With the Body Coach app, you also get access to some of his recipes – unfortunately none of them are a greasy takeaway or a chocolate bar! All of his recipes use fresh ingredients which we all know is best, but it all starts to add up, on top of that I tend to cook meals me and my girls can all eat, to save time and money but with them only being 2 and 4, not many of the recipes I have access to are really suitable.
I did however try making his low carb lasagne the other day which is pretty much a standard lasagne but instead of using pasta sheets it uses sliced butternut squash. (I altered the recipe to make it dairy free). I was pleasantly surprised, we all enjoyed it and wolfed it down!
I know that Joe hasn’t always had money, but I don’t necessarily feel the recipes I’ve seen so far reflect the budgets of families on a lower income or benefits. Therefore, I haven’t been able to stick to the plan which requires only eating meals from the recipes provided. Instead, I’ve tried to stick to lower carb and healthier meals where possible but without breaking the bank.
Oh, to be offered the chance to work with Joe to come up with some recipes that are more budget friendly whilst being healthy and tasty! Even 1% of what he is worth would-be life changing! Dream on!!!
So, whether you are on a diet, considering going on one or diets not being your thing, do what’s best for you. Don’t be too hung up on scales and remember that depending what time of day you weigh yourself or if it’s time of the month the scales could be mean and give you an inaccurate number! If you do weigh yourself try and stick to the same time each time you do and try to leave at least a week in between each weigh in.
I often think that if I’ve eaten at least 5 fruit or veg a day I’m allowed a little treat! Another thing worth thinking about is breakfast – I’m surprised how many people avoid breakfast, but it is the most important meal of the day. Even if you just grab a banana or a relatively healthy breakfast bar it’s better than nothing. I personally would be a grumpy grouch if I didn’t have my morning cuppa and breakfast!
I think portion control can be a big issue especially when eating out. It’s very easy to naturally fill a plate or bowl and for me it’s certainly not satisfying to have a large bowl or plate and then have a measly portion on it. Psychologically it feels like a diet and will no doubt make us feel as if we haven’t eaten, whereas if we choose a small bowl or plate and fill it, it makes us think we are eating more. It does work, certainly for me! So, I have made a conscious effort to have smaller bowls and plates.
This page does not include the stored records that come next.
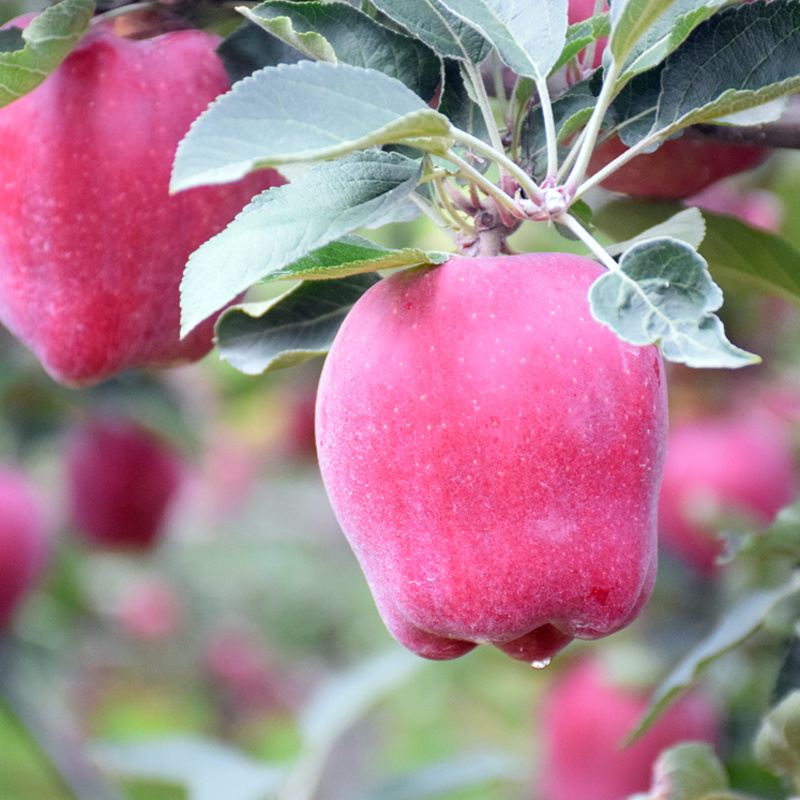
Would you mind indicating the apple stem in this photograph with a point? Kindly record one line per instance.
(623, 158)
(432, 213)
(549, 127)
(482, 98)
(518, 107)
(568, 221)
(523, 179)
(582, 151)
(491, 189)
(499, 85)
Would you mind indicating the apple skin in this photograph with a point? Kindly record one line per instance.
(24, 541)
(679, 168)
(493, 454)
(584, 720)
(578, 11)
(121, 479)
(737, 465)
(92, 245)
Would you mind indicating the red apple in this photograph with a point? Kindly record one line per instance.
(736, 466)
(23, 541)
(121, 479)
(92, 245)
(679, 168)
(493, 454)
(584, 721)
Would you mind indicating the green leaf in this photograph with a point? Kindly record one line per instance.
(457, 104)
(749, 259)
(782, 540)
(580, 35)
(336, 31)
(667, 32)
(347, 697)
(739, 257)
(304, 38)
(630, 19)
(300, 113)
(446, 777)
(741, 621)
(687, 226)
(742, 57)
(299, 325)
(288, 222)
(48, 40)
(663, 293)
(208, 769)
(777, 744)
(529, 34)
(570, 110)
(688, 771)
(337, 706)
(442, 31)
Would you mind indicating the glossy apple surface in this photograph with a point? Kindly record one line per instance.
(23, 541)
(738, 466)
(585, 719)
(493, 455)
(679, 168)
(92, 245)
(121, 479)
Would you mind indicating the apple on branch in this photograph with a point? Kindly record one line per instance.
(92, 245)
(584, 720)
(24, 540)
(121, 480)
(493, 455)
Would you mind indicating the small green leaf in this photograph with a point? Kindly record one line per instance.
(739, 257)
(529, 35)
(299, 325)
(744, 56)
(48, 40)
(207, 768)
(782, 540)
(442, 31)
(668, 31)
(741, 621)
(687, 226)
(663, 293)
(274, 19)
(777, 744)
(580, 35)
(303, 112)
(287, 222)
(630, 19)
(688, 771)
(457, 105)
(447, 777)
(352, 37)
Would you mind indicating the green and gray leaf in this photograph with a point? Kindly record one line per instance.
(300, 113)
(663, 293)
(287, 222)
(337, 31)
(444, 32)
(299, 325)
(43, 45)
(529, 34)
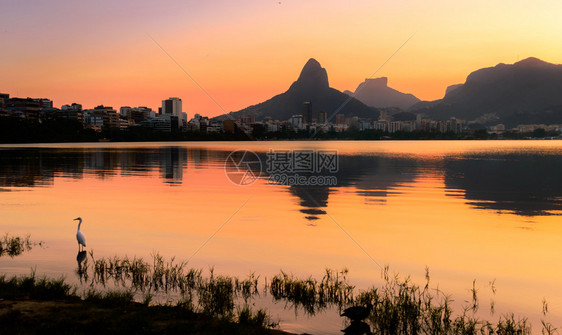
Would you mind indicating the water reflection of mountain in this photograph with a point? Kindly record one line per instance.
(32, 167)
(373, 177)
(522, 184)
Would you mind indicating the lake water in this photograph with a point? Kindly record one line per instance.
(487, 211)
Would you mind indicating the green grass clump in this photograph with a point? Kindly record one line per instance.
(32, 287)
(15, 245)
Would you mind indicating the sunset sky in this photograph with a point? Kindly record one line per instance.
(244, 52)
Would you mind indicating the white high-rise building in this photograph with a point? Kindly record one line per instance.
(172, 107)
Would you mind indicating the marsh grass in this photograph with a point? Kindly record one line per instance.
(32, 287)
(400, 306)
(16, 245)
(310, 294)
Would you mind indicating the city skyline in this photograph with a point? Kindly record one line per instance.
(247, 52)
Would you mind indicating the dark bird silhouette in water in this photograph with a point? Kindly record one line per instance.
(358, 313)
(357, 328)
Another thing for me is when I get peckish…raiding the cupboards to fill that space. (This is also true when emotional, tired or bored!) So, what I do is make sure I have snacks in for me that aren’t too bad and having a treat box. I have oatcakes, rice cakes, healthier crisps, popcorn, Nakd bars and of course some dairy free chocolate. When we get peckish it’s very easy to reach for anything or go and buy a treat but when we are hungry, we are more likely to buy something ‘naughty’.
I’d just say that whatever ‘diet’ or exercise regime you follow, be kind to yourself, maybe set yourself goals but realistic ones, allow yourself treats and consider making a small change such as using smaller bowls and plates.
I admire those who are body confident whatever shape or size they are! I was getting there not long before I was pregnant with my first born, but now both pregnancies have left their marks the confidence has slipped away. I’m curious what makes people especially women feel body confident or sexy? Does it come from what others say? Is it how we feel? Is it an inbuilt confidence?